The Costco Diversity Scholarship
Every year, the UW’s Costco Diversity Scholarship identifies high-achieving, high-need incoming freshmen who are from communities traditionally underserved in education. Each student receives $10,000 per year for four years, thanks to the Costco Scholarship Fund, which was created in 2000 by Costco co-founders Jeff Brotman, ’64 and ’67, and Jim Sinegal.
Coming home
From the moment Thomas walked through the doors of the Carolyn Downs Family Medical Center, she felt at home. Founded by the Seattle chapter of the Black Panther Party, the clinic sits on the same Central District sidewalks she had walked in her youth on the way to church and to school at Garfield High. And the clinic’s mission aligned with her own: to improve the whole community’s health. On any given day, Thomas saw a broad spectrum of that community, from newborns to octogenarians.

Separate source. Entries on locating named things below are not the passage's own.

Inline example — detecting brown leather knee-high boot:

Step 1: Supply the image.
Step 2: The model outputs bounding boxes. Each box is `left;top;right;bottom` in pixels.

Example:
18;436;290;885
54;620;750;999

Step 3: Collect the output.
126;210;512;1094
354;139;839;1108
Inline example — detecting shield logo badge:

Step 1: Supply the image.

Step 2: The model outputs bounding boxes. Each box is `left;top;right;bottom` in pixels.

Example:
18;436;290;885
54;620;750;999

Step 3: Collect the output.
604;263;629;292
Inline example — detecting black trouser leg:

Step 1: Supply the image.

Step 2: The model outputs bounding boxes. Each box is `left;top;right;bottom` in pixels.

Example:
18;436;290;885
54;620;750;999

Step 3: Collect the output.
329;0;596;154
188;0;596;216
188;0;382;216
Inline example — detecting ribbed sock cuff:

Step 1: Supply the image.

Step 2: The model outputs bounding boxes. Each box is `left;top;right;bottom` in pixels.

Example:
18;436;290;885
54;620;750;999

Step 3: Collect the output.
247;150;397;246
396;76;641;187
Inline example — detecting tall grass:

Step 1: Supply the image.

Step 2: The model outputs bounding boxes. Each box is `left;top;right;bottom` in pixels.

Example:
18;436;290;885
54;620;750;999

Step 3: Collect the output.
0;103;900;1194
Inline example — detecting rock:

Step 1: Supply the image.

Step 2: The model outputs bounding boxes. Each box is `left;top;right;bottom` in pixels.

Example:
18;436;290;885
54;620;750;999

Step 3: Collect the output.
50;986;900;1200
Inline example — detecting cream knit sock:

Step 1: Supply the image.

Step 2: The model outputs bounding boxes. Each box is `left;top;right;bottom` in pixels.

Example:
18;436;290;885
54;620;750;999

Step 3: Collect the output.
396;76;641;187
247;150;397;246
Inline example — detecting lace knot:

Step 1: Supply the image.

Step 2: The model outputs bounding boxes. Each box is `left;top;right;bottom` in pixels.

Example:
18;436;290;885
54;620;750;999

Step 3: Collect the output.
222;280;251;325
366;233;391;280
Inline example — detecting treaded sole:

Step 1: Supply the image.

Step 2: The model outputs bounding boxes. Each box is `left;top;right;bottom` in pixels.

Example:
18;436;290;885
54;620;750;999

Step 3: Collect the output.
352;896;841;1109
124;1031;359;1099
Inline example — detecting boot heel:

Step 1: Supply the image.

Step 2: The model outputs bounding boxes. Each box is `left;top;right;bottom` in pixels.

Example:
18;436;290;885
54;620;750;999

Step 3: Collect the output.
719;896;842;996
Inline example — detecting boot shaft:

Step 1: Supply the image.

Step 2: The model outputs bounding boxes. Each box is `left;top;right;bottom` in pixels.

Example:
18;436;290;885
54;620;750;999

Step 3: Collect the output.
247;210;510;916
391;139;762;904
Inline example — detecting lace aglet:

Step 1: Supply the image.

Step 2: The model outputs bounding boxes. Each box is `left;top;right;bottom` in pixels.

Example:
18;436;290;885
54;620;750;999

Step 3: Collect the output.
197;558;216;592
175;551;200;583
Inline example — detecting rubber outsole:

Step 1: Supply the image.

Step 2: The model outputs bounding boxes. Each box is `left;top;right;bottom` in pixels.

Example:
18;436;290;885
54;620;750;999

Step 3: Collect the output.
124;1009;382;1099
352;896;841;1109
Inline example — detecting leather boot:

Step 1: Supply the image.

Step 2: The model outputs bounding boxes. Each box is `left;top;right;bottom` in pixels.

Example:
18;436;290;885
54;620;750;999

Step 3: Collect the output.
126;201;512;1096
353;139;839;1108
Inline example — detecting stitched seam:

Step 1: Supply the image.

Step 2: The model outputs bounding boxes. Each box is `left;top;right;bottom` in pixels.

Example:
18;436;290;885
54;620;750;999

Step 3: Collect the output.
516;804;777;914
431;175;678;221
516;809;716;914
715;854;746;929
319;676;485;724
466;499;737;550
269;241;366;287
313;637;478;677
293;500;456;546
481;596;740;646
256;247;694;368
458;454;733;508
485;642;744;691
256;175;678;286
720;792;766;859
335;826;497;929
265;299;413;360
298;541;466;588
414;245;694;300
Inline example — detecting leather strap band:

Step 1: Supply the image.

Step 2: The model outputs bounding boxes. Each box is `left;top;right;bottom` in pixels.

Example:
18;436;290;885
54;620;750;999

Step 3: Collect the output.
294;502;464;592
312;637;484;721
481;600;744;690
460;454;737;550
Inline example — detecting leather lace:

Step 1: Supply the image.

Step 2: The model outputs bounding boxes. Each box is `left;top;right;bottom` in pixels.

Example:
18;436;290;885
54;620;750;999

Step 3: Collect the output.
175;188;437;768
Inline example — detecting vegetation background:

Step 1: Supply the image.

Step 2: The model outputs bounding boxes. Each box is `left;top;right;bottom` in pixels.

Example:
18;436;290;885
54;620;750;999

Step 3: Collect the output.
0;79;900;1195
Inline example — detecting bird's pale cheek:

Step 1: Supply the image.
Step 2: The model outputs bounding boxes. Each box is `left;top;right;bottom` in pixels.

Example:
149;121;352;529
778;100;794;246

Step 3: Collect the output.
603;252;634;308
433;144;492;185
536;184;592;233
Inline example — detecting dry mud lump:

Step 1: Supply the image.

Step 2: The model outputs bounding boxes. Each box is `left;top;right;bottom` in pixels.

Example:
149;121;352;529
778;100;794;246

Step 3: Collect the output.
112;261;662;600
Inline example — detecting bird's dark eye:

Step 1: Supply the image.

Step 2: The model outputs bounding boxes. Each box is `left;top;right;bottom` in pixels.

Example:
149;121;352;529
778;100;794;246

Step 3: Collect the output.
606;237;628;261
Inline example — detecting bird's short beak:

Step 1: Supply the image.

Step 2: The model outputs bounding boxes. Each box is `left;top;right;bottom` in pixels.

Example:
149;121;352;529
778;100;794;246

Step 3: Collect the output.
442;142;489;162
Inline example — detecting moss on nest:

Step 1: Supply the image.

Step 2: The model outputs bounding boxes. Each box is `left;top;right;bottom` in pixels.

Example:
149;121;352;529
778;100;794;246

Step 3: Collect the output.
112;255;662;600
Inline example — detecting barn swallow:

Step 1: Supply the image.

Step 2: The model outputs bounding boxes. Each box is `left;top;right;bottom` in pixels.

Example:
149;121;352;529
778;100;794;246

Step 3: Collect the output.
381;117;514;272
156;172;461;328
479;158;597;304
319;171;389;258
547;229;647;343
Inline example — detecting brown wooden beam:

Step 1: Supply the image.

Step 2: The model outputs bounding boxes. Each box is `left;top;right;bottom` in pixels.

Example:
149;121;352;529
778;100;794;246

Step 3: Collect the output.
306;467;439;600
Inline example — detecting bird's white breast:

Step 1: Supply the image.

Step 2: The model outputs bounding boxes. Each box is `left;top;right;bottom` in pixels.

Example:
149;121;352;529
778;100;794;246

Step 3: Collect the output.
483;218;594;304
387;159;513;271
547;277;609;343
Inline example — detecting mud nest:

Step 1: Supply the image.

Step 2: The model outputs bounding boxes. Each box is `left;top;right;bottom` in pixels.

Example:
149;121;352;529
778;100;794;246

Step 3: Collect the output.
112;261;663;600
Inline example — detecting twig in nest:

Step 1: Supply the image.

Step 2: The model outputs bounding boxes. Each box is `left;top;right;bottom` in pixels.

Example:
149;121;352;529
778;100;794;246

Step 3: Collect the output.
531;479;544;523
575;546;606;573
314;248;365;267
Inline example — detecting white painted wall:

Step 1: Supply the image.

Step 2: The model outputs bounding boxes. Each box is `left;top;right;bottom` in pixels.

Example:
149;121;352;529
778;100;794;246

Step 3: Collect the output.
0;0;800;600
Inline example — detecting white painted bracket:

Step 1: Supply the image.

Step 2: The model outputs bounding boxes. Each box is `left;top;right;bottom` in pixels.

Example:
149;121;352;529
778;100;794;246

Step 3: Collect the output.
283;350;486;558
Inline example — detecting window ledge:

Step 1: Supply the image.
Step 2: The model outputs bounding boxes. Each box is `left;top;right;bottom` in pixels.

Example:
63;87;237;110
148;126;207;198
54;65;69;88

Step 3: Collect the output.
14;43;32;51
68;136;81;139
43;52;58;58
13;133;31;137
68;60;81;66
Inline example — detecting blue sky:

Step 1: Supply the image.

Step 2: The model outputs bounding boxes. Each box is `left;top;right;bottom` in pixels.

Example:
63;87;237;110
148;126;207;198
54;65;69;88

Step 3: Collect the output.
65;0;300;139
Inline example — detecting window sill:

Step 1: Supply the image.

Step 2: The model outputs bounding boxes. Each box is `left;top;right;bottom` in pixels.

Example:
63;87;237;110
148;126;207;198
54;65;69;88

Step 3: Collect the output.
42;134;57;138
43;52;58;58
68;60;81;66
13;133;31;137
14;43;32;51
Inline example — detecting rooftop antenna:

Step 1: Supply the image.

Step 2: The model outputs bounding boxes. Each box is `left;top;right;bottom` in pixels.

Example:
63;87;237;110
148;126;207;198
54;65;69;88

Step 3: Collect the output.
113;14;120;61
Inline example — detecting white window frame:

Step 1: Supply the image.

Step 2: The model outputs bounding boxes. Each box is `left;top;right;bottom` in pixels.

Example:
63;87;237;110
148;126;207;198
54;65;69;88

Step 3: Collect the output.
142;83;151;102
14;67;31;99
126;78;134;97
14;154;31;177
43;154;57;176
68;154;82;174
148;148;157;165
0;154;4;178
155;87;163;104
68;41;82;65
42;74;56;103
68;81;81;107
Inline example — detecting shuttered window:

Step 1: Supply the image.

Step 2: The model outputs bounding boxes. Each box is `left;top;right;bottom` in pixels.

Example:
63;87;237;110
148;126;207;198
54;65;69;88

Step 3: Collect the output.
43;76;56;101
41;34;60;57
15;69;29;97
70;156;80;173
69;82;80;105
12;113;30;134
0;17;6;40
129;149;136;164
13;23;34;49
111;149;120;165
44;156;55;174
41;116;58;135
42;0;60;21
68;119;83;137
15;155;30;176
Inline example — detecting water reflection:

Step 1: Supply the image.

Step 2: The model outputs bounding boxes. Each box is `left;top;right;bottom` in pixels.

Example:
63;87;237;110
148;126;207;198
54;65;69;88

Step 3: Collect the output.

One of her goals is to help patients understand their own health. She knows how vital it is that people have access to medical information in plain language.
“People should know what’s going on,” Thomas says. “When somebody has high blood pressure, I get animated. I explain there’s a medication to help lower your blood pressure, and that’s important because you’re more likely to have this other problem if you don’t [take it].”
Those messages are easier to deliver when patients can see themselves in their doctors. At her practice on Beacon Hill, Thomas is the only Black primary-care physician. When she walks into the exam room, her patients are excited and grateful to see her.
“We need physicians that look like the patients, so there’s an inherent trust and bond there,” says Thomas. “We are the same, but I just happen to be the doctor. I think that’s really important in the way I talk, explain and relate to patients.”
That’s why representation matters to her. It’s also why she spends a little extra time with her youngest patients, encouraging them to try out her stethoscope or look in her ear before she looks in theirs.
“We have to start nurturing it early, before they even go to school, because high school is almost too late,” Thomas says. Her goal is for Black doctors to be commonplace. “My success would be in me not being that special.”